West, a former Boy Scout executive and sheriff's deputy, was elected mayor in 2003 after serving more than two decades as a conservative Republican in the state Legislature, where he voted against gay-friendly bills.
The recall campaign began after the Spokesman-Review newspaper reported in May that West was a closeted homosexual who visited gay chat rooms using his city-owned laptop computer, and offered internships and other favors to young men he hoped to have sex with.
A little more than half of the 110,000 ballots mailed to voters were counted in the first batch of results released Tuesday night. Of those, 38,718, or 65 percent, voted to recall West, while 20,681, or 35 percent, voted to retain him.
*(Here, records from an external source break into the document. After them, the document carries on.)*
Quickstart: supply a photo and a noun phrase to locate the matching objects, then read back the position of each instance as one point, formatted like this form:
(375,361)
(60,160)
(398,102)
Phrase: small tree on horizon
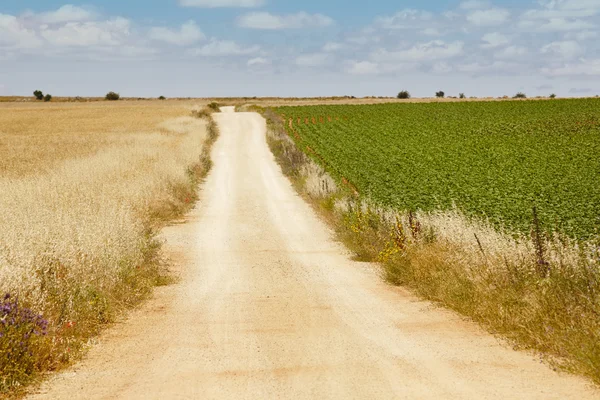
(113,96)
(404,95)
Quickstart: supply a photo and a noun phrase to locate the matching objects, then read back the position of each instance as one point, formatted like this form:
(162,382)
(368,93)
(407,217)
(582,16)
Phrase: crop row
(491,160)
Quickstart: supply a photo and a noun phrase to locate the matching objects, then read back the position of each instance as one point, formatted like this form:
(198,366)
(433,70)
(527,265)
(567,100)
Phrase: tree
(404,94)
(113,96)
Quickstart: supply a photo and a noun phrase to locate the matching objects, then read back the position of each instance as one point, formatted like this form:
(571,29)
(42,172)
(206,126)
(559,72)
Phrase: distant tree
(404,94)
(113,96)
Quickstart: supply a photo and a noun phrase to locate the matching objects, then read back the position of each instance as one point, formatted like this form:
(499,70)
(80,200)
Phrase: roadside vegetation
(79,243)
(451,223)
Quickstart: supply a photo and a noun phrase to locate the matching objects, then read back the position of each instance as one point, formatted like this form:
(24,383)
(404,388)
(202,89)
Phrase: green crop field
(492,160)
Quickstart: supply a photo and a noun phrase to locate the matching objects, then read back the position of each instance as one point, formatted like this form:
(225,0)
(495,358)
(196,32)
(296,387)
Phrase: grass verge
(543,294)
(82,247)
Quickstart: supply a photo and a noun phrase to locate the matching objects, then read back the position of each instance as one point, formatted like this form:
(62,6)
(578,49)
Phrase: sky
(218,48)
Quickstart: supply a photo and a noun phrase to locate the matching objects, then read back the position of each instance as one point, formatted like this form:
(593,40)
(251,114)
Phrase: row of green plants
(541,293)
(491,160)
(405,94)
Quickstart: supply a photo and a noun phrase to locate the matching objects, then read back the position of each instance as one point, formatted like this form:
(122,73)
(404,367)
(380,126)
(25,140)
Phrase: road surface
(270,307)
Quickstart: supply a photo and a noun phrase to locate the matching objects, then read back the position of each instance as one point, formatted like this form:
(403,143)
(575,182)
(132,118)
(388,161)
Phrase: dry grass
(495,278)
(83,192)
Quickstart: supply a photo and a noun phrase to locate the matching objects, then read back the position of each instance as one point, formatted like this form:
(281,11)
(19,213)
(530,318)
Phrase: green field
(492,160)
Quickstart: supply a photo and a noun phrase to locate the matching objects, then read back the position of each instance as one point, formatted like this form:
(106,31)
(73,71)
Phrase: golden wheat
(83,189)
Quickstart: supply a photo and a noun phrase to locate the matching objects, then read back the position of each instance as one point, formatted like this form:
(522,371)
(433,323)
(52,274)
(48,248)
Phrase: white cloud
(494,39)
(430,32)
(14,34)
(362,68)
(586,67)
(563,9)
(511,52)
(188,34)
(565,49)
(475,4)
(258,61)
(313,60)
(222,48)
(332,47)
(222,3)
(491,17)
(106,33)
(441,68)
(581,36)
(67,13)
(434,50)
(268,21)
(404,19)
(557,25)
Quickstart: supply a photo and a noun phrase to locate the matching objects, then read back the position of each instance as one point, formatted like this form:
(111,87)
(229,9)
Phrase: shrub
(21,330)
(113,96)
(404,95)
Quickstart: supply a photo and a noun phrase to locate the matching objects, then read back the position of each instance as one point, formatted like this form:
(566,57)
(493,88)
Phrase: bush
(113,96)
(21,330)
(404,94)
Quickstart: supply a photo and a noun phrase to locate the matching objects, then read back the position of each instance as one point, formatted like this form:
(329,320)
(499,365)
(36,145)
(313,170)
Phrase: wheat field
(83,189)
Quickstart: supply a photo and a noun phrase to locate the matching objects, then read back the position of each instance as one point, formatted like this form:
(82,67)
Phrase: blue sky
(309,48)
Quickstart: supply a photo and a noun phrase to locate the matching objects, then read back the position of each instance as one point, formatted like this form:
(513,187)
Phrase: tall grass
(542,293)
(77,243)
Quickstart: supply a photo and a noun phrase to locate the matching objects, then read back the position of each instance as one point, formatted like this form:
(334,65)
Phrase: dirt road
(270,307)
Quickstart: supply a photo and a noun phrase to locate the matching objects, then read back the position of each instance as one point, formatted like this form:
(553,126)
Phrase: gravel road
(270,307)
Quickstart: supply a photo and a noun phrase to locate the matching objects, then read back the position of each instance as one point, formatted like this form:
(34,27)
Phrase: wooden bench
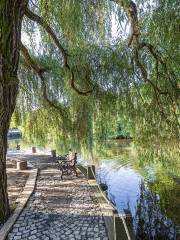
(68,166)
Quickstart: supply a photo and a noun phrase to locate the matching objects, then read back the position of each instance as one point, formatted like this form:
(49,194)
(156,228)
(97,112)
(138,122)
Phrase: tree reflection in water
(149,221)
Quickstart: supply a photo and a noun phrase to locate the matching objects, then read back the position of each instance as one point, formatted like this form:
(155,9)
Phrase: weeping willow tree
(76,76)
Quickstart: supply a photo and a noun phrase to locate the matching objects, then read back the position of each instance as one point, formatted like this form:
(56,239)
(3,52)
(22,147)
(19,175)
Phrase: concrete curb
(21,201)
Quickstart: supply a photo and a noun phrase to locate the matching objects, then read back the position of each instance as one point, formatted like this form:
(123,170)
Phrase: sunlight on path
(59,209)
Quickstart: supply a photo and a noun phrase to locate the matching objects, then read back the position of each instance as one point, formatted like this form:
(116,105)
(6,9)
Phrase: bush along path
(59,209)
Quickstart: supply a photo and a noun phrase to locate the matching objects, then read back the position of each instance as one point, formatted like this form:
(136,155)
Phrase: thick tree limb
(48,29)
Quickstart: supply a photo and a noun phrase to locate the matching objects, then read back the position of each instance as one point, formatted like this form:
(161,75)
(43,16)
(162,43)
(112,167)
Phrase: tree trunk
(11,14)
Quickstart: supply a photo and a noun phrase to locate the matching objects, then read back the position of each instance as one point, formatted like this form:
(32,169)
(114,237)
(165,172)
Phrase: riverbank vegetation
(81,72)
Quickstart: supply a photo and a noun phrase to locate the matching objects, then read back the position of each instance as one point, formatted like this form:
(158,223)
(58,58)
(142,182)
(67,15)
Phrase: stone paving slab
(60,209)
(21,202)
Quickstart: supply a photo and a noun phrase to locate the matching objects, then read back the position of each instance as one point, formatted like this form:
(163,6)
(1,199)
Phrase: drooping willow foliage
(143,95)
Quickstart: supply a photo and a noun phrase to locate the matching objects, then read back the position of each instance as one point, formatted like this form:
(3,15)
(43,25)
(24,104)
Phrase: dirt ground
(16,181)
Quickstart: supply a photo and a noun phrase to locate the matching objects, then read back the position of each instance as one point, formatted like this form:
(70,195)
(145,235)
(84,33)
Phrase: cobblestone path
(59,209)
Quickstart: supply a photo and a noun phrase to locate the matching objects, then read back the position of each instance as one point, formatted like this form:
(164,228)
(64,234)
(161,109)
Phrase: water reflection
(149,190)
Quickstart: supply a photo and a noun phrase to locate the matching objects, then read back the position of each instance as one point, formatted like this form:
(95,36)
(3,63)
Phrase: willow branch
(40,71)
(49,30)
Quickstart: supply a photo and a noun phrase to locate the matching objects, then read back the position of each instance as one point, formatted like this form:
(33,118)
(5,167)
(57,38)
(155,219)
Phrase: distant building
(14,133)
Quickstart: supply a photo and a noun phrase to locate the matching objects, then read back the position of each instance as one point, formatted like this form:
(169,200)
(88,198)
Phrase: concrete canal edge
(21,203)
(119,226)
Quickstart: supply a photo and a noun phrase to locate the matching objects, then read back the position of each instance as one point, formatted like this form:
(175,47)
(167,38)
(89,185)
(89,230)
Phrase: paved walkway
(59,209)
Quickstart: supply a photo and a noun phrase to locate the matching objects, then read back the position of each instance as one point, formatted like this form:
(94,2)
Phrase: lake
(145,186)
(150,190)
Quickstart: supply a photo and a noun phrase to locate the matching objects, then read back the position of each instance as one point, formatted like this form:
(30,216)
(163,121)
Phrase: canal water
(149,190)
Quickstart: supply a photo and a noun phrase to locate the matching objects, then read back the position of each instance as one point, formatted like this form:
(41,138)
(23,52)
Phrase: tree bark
(11,14)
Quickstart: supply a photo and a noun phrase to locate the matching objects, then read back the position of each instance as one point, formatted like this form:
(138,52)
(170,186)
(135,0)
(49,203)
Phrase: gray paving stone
(59,209)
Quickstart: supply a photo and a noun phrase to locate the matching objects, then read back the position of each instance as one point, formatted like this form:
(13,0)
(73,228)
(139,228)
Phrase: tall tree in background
(11,14)
(127,69)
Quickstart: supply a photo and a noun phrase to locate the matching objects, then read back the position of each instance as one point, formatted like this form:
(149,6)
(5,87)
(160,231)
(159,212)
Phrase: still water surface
(149,191)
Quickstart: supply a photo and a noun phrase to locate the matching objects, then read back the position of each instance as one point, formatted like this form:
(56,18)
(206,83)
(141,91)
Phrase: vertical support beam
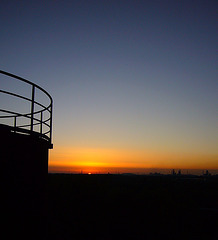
(32,107)
(51,120)
(15,123)
(41,122)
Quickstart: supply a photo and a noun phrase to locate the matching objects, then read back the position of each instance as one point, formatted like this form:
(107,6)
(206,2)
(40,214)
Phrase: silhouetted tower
(25,140)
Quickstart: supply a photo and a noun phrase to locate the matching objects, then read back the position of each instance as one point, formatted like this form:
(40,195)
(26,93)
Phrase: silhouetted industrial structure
(25,140)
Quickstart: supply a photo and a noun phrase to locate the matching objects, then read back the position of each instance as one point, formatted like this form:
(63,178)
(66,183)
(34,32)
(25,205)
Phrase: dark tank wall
(24,163)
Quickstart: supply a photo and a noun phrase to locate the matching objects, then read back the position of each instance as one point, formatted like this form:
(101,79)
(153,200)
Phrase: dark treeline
(132,207)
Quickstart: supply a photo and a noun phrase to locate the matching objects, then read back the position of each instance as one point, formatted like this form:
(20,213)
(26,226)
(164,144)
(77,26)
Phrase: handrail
(32,115)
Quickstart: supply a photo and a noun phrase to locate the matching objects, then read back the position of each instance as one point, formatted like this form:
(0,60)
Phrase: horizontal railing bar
(35,120)
(21,130)
(26,81)
(47,132)
(19,114)
(28,99)
(28,125)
The recall election was launched by Shannon Sullivan, a single mother with a high-school education and no legal background. She shepherded her petitions for a recall vote through superior and state high court challenges brought by the mayor's lawyers.
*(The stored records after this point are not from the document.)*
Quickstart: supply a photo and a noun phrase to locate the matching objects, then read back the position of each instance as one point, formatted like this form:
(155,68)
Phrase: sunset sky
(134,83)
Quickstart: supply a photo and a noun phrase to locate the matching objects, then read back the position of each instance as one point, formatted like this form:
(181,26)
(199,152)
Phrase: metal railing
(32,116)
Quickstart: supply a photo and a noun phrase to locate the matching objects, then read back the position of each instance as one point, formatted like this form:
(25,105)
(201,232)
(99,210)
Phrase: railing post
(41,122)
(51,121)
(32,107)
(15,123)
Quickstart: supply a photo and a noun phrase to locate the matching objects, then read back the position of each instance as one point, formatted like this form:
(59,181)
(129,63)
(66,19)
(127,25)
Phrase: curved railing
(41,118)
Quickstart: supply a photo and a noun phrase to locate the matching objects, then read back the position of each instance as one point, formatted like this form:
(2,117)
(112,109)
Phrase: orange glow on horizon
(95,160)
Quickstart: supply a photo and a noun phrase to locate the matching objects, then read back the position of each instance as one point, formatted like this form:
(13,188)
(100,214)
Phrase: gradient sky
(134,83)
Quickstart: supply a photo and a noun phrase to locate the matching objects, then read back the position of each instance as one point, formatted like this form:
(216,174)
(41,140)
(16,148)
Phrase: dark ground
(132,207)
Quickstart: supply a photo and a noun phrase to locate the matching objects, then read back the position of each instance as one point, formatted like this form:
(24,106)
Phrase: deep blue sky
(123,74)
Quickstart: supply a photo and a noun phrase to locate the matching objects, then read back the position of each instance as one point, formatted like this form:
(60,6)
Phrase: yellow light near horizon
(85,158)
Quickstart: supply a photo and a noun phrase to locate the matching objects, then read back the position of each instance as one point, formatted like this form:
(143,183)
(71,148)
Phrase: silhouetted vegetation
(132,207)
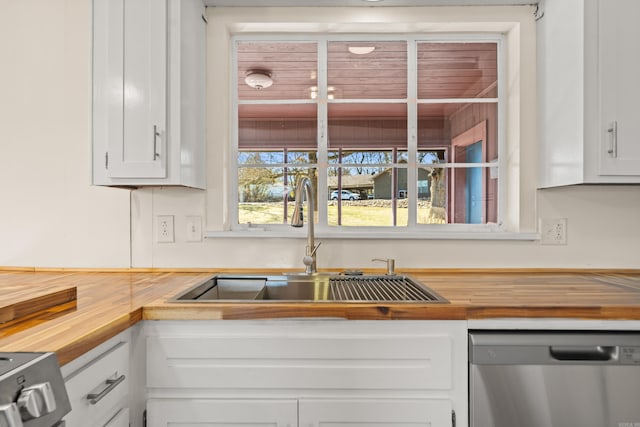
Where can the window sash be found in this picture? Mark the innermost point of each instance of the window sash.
(412, 148)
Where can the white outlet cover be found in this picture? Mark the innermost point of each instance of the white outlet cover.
(194, 229)
(164, 229)
(553, 231)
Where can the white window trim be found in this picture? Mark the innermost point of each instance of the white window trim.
(421, 231)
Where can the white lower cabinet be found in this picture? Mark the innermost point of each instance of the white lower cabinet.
(98, 386)
(386, 412)
(302, 413)
(306, 373)
(222, 412)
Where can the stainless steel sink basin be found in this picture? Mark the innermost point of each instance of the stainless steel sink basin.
(322, 287)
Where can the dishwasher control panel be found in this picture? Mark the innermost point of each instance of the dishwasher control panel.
(630, 355)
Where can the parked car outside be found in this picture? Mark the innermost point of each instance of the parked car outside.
(346, 195)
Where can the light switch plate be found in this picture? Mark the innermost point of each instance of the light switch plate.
(553, 231)
(194, 229)
(164, 229)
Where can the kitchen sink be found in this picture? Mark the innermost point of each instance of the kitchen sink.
(319, 287)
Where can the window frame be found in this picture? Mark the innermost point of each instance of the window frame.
(413, 227)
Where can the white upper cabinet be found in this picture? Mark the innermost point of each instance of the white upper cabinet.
(149, 92)
(588, 114)
(620, 88)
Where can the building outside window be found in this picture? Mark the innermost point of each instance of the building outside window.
(397, 132)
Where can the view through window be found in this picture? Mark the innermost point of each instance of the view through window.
(395, 133)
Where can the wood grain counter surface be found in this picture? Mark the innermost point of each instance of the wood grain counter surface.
(110, 302)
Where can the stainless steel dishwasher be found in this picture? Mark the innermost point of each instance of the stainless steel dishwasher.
(556, 379)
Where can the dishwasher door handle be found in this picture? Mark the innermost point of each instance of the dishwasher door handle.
(597, 353)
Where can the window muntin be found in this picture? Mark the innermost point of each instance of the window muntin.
(366, 133)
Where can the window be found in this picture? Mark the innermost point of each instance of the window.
(399, 133)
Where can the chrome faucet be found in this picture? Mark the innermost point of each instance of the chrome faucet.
(304, 184)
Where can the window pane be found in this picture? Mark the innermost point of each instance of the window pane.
(440, 126)
(367, 126)
(367, 70)
(266, 195)
(457, 195)
(433, 195)
(375, 199)
(282, 126)
(457, 70)
(292, 68)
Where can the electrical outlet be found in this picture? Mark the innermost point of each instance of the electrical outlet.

"It's been a long, hard seven months," she said after Tuesday's election. "Elected officials need to be held to higher standards." Shannon has said she started the campaign after finding herself at a loss to explain newspaper reports of West's behavior to her 9-year-old son.
West, who described himself as the victim of a "brutal outing," has acknowledged visiting gay Web sites and having relationships with young men but denied doing anything illegal. In a newspaper ad, he acknowledged making "personal mistakes" but insisted he had "never done anything to harm our city."
California's House race was to fill the vacancy created by Republican Christopher Cox, who represented the Orange County district in the House for 17 years before resigning to head the Securities and Exchange Commission.
With all precincts reporting and absentee ballots counted, Campbell had 41,450 votes, or 45 percent in unofficial returns, followed by Democratic candidate Steve Young with 25,926 votes, or 28 percent, in one of the most reliably Republican districts in the nation.'
Third-party candidate Jim Gilchrist, a founder of the Minuteman Project border patrol group who made illegal immigration the centerpiece of his campaign, was third with 23,237 votes, or nearly 25 percent.
Gilchrist, a retired accountant and former Marine, complained Campbell would not go far enough to curb illegal immigration.
The issue resonated with voters frustrated with a growing population of illegal immigrants in suburban Orange County, which is less than a two-hour drive from Mexico.
"We need to have people able to come here to work, but come legally and not come permanently," said voter Al Corfield, 67.
Others were disappointed Gilchrist seemed to be a one-issue candidate.
"What else is he going to offer people?" said Rene Guns, a Belgian immigrant who voted for Campbell. "They're violating our law, but you can't base a campaign on that."